There’s Jose Torres and Sacha Kljestan—who both struggle when played out of position on the wing.

There’s Josh Gatt—who has not played a single minute yet for the USMNT, or proved that he’s a capable international.

And there’s Danny Williams, who despite looking like a solid defensive midfielder, looks lost when playing wide.

The U.S. still has ten games to go just to qualify for the World Cup. And that includes two tough matches against Mexico, two games each against resurgent Costa Rica and Panama, two games against the always-tough Honduras and another away match in Jamaica.

Does anyone really believe that the U.S. is better off in qualifying without a world-class player like Donovan on the roster?

And what if the U.S. hits a bad patch of injuries, or Clint Dempsey, who is rarely hurt, goes down? On a U.S. roster void of Dempsey, who are the rest of the players going to look to when the game is on the line and the U.S. needs a goal?

Donovan has proved, again, time after time, that when the U.S. needs him, when the game is on the line, he will come through.

Surely Donovan has lost a step. Any casual observer of his play would notice that. However, while many players who excel in their careers due to their pace fade when that pace is no longer there, Donovan has still continued to be a dominant player.

His experience helps him pick and choose his moments much better than when he was young. His incredible fitness helps him continue to run hard—albeit not as fast as in the past—for 90 minutes.

But perhaps the most underrated aspect of Donovan’s game, perhaps because he is so associated with being the pacey forward of his youth, is Donovan’s passing ability.

Check out the attached clip at the 3:06 mark of a Donovan pass from Sunday’s LA Galaxy-Seattle Sounders match, and just listen to the commentary of Taylor Twellman during the replay. Or, check out this pass from last summer’s Gold Cup.
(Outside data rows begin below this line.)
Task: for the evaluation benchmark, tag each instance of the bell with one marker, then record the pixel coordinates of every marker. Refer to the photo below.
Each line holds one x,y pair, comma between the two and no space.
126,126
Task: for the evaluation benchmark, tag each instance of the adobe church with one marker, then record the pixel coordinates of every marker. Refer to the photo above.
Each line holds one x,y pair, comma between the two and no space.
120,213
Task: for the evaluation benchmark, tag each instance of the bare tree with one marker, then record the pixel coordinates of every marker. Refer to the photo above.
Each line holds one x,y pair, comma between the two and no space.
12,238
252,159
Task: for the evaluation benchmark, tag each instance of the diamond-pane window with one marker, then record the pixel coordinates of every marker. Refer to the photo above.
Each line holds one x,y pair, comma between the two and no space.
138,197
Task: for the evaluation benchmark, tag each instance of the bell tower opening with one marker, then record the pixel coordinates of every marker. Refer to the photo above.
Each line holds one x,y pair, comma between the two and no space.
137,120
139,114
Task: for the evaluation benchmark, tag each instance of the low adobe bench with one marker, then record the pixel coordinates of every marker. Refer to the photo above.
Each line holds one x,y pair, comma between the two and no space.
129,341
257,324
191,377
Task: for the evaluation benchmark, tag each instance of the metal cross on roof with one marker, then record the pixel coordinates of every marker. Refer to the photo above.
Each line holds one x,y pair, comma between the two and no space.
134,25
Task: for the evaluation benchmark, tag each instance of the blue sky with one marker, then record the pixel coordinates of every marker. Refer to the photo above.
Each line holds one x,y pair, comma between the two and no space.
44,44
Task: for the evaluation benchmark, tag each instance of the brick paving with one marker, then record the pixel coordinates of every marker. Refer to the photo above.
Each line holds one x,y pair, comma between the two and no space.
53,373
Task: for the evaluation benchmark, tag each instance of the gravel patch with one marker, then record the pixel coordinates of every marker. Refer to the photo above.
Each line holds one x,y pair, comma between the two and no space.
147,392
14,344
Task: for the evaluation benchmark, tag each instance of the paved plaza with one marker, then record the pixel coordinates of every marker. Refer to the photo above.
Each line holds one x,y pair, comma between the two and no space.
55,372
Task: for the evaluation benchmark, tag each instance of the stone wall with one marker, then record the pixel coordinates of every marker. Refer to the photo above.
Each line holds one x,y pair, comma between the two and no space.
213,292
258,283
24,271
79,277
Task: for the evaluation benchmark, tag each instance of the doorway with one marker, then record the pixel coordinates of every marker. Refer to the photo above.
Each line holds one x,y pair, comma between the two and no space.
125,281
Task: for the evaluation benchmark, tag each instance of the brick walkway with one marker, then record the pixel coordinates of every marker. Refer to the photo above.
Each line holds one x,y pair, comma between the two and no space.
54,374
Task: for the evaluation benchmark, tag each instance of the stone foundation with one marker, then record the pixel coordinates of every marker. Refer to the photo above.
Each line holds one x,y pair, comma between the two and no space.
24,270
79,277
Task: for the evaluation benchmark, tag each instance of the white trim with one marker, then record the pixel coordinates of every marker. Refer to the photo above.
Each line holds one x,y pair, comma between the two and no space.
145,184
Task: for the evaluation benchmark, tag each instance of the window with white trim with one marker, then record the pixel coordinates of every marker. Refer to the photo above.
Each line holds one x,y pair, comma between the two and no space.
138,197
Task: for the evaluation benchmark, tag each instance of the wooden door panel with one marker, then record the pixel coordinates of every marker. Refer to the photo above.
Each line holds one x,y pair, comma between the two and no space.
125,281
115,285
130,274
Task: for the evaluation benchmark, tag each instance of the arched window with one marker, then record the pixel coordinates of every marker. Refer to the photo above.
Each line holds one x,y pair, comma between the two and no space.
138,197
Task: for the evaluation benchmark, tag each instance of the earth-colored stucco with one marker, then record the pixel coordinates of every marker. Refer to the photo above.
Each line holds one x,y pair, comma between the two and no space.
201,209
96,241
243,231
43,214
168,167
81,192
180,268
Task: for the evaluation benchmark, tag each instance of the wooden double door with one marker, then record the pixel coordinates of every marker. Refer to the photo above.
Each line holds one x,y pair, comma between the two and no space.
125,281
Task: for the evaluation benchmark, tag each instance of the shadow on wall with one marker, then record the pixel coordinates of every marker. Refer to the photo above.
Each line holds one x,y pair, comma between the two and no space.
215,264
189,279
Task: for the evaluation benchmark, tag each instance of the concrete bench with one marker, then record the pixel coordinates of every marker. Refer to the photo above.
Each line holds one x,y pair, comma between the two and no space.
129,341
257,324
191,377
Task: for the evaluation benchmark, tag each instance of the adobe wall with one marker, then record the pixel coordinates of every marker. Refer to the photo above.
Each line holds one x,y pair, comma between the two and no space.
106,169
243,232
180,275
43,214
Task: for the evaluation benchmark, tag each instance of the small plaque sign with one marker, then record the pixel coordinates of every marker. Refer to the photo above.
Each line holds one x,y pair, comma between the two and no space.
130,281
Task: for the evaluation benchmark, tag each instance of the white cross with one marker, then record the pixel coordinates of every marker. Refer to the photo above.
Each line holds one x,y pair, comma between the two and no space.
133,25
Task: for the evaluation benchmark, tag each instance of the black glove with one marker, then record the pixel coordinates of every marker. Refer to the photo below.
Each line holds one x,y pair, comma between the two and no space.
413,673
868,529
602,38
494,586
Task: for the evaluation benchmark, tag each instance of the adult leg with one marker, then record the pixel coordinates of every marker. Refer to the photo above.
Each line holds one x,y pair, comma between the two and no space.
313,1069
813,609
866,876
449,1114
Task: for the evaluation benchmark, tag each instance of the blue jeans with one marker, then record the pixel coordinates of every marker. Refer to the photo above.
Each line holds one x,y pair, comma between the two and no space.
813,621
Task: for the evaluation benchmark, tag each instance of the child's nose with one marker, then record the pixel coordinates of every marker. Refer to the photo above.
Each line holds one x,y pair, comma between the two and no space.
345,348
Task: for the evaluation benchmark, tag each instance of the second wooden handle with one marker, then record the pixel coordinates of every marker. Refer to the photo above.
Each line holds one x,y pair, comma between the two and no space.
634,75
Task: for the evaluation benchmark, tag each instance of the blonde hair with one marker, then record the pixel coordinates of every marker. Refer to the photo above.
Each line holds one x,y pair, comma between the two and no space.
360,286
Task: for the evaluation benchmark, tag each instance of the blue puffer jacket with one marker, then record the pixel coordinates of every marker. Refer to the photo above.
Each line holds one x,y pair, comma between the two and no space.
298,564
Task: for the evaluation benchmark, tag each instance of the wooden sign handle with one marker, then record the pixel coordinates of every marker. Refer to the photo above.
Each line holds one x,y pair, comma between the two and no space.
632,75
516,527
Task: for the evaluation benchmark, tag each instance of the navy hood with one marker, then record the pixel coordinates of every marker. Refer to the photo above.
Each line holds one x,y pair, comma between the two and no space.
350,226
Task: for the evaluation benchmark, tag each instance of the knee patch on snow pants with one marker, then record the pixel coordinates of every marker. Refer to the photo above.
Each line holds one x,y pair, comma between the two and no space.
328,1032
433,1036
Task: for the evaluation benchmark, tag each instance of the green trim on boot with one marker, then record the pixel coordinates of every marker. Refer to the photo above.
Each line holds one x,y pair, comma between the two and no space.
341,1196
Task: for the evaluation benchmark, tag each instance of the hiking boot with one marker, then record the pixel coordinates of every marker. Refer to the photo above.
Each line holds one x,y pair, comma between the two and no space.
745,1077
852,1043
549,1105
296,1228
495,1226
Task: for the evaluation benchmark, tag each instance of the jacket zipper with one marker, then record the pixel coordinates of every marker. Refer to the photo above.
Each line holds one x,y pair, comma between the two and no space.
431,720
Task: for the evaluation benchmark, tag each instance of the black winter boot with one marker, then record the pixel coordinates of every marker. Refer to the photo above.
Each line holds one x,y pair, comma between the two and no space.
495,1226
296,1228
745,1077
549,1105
The last reason the U.S. still needs Landon Donovan is because he is still the unquestioned leader of the team. Yes, Carlos Bocanegra is the captain, and a good one. Yes, Clint Dempsey is now the main goalscorer, but he is generally a more quiet, reserved player. Yes, Tim Howard is a leader of the defense. And yes, Michael Bradley is beginning to emerge as the leader of the midfield.

But the fact of the matter is, the moment Landon Donovan steps on the field with that group, he is the one everyone will be looking to win the game.

And with some pretty big games coming up for Team USA in World Cup qualifying, the USMNT will be better off with Landon Donovan on the team.